Most buyers focus on the membrane specs and completely miss the DWR chemistry. The question they should ask is: "What's the DWR, and what is its expected lifespan before re-treatment?"
5. What's the deal with Pertex Equilibrium—is it a compromise?
Pertex Equilibrium is their air-permeable option, meaning it allows air (not just vapor) to pass through. It uses a combination of woven nylon and a polyurethane membrane with controlled porosity.
People assume it's a middle-ground fabric—not fully waterproof but more breathable than Shield. That's partially true, but it misses the point. Equilibrium is designed for high-output activities in mild conditions. Think trail running, fast hiking in rain, or cycling in variable weather.
In our lab tests, Equilibrium had an air permeability of about 5–10 CFM (cubic feet per minute) vs. Shield's 0 CFM. That means wind can pass through, which is great for dump heat but bad for warmth. Water column? Equilibrium tested at 10,000mm H2O vs. Shield's 20,000mm+. It'll handle light to moderate rain, but it's not a storm shell.
When we use it: For hybrid pieces that layer under a hard shell or for shell jackets in mild climates (Pacific Northwest spring, UK summers). It's not a replacement for Shield; it's a different tool.
6. How do I know if my manufacturer is using genuine Pertex vs. a knock-off?
I ran a blind test with our production team: same jacket design, one using genuine Pertex Quantum with Pertex's hang-tag, the other using a generic 10D nylon ripstop from the same mill district. 80% identified the generic as feeling "less smooth" and "more papery" when handled blind. The cost difference was $1.80 per jacket on a 5,000-unit order—that's $9,000 total for measurably better hand feel and brand story authenticity.
But fakes are out there. In 2023, we intercepted a shipment where a supplier had printed "Pertex" onto plain nylon. It passed the visual check but failed on weight (off by 4 g/m²) and air permeability.
My verification protocol:
- Request Pertex's official shipping labels and QR codes (Pertex has a traceability system)
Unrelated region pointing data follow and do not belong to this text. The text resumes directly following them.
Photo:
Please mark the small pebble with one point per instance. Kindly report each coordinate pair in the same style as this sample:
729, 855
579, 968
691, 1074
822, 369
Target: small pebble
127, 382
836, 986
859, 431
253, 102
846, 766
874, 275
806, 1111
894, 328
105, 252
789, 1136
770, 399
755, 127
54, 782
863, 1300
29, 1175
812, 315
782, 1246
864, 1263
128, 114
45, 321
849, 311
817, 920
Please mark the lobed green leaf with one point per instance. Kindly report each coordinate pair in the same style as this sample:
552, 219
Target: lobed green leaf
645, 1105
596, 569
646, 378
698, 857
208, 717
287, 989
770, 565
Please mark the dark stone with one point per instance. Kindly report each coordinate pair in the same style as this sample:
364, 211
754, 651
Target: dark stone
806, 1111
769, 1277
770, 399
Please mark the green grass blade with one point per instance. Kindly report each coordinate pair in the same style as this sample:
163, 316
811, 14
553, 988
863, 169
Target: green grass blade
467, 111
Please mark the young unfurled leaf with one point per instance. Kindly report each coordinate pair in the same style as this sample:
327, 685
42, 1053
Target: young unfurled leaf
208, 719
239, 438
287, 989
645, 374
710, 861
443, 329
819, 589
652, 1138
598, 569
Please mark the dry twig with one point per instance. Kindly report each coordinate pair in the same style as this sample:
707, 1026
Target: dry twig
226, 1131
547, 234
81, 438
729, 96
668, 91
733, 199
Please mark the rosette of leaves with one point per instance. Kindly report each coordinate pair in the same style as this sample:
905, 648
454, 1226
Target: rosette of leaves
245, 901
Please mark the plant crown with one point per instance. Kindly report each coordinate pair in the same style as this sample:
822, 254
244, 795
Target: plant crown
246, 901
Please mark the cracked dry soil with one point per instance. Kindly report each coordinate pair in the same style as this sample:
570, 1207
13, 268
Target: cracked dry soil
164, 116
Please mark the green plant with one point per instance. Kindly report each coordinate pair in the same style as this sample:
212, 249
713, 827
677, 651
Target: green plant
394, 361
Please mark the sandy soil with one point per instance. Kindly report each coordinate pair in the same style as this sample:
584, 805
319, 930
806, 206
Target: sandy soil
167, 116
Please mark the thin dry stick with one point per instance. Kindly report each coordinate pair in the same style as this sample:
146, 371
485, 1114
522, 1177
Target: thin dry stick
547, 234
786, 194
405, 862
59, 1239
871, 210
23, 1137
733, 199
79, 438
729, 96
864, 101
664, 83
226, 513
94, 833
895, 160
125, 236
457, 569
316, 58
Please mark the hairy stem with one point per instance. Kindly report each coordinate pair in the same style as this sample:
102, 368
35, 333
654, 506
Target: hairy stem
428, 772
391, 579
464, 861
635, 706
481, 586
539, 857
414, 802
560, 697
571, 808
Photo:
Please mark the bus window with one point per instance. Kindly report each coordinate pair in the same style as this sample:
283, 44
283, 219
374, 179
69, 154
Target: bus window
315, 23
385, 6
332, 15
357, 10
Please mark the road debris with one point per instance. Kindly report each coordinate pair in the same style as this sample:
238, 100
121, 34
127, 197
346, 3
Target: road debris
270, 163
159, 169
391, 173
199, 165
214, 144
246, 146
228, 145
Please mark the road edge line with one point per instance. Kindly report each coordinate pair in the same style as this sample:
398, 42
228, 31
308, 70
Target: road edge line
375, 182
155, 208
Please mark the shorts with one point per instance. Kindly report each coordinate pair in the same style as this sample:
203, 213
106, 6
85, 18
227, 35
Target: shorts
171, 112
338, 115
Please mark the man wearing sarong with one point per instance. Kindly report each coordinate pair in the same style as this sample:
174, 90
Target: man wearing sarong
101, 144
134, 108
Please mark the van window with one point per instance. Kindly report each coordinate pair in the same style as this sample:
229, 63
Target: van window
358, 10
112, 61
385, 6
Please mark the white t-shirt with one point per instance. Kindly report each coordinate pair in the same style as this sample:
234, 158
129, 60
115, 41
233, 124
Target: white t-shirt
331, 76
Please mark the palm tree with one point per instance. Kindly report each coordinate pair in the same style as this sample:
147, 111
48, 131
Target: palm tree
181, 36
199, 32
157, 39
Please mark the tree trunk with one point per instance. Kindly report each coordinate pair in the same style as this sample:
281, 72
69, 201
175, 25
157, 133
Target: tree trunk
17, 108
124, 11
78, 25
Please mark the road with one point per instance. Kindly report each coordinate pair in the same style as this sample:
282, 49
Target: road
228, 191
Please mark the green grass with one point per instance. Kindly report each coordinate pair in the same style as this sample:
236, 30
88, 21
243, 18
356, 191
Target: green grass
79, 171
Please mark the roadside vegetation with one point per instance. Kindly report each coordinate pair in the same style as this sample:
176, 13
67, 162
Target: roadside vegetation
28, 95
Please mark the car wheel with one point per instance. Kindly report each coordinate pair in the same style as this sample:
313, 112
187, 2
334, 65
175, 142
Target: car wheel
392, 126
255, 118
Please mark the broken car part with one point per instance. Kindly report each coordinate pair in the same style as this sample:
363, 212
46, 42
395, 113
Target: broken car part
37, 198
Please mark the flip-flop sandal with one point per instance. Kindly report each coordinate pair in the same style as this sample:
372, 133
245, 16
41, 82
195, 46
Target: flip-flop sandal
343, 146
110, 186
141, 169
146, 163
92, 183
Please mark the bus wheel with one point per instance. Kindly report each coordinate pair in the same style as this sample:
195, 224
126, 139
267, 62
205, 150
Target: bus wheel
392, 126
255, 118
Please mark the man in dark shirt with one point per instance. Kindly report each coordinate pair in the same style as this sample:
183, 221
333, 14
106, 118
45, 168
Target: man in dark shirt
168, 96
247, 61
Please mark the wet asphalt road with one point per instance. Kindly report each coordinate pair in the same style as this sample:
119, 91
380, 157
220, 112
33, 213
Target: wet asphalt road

- Test fabric weight vs. the spec sheet—Quantum 10D is spec'd at 27 g/m² ± 2 g
- Check the YKK zipper if it's a full jacket; Pertex licensed fabrics are often paired with specific trims
If your supplier can't provide Pertex's mill certificate for the exact lot, that's a red flag.
7. Is Pertex worth the price premium over generic fabrics?
Here's the honest answer from someone who's costed both sides: for most brands, the Pertex name adds a marketing premium that you can charge back to your customer. A jacket that says "Pertex Quantum" on the tag can command $30–50 more retail than the same jacket with a generic 10D nylon shell. Whether that's worth it depends on your brand positioning.
On performance alone, the gap is smaller than the price suggests. A high-quality generic 10D nylon with a good DWR can be 90% of the way there for 60% of the cost. But the Pertex tag gives you a story, a guarantee of consistency (Pertex has stricter QA than most mills), and a trust signal for outdoor consumers who know the name.
In our 2023 customer survey, 65% of respondents said the Pertex hang-tag positively influenced their purchase decision. Perception is real, even if the performance delta is incremental.
Bottom line: If your customer knows what Pertex is, the premium is justified. If they don't, you're paying for a feature they won't see. And given that "what is pertex fabric" is still a common search query, your marketing better explain it—because the fabric alone won't sell itself.